Use Part 2 of the Fundamental Theorem of Calculus to find each of the following when $f(x)=\int_{4}^{x} t^{5} d t$.
\[
\begin{array}{l}
f^{\prime}(x)= \\
f^{\prime}(-2)=
\end{array}
\]
Answer
So, the final answers are \(f^{\prime}(x) = \boxed{x^{5}}\) and \(f^{\prime}(-2) = \boxed{-32}\).
Step 1 :The Fundamental Theorem of Calculus Part 2 states that if a function f is continuous over the interval [a, b] and F is an antiderivative of f on [a, b], then the definite integral from a to b of f(x) dx is F(b) - F(a).

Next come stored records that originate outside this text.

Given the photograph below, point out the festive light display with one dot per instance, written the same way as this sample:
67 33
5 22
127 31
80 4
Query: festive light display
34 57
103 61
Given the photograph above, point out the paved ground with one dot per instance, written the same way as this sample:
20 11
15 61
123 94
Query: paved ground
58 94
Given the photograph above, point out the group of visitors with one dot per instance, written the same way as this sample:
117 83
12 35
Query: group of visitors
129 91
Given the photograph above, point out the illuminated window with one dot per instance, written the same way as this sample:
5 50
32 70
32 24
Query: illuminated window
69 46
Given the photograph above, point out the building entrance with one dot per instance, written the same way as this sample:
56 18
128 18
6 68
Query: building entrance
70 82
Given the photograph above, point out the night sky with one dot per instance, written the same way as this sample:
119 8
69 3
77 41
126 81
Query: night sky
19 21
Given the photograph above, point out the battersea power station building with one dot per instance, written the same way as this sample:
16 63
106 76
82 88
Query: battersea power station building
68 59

Step 2 :In this case, we are given that f(x) is the integral from 4 to x of t^5 dt. This means that the derivative of f(x), f'(x), is simply the integrand, t^5, evaluated at x.
Step 3 :So, f'(x) = x^5.
Step 4 :To find f'(-2), we simply substitute -2 for x in the expression for f'(x).
Step 5 :After substituting, we find that f'(-2) = -32.
Step 6 :So, the final answers are \(f^{\prime}(x) = \boxed{x^{5}}\) and \(f^{\prime}(-2) = \boxed{-32}\).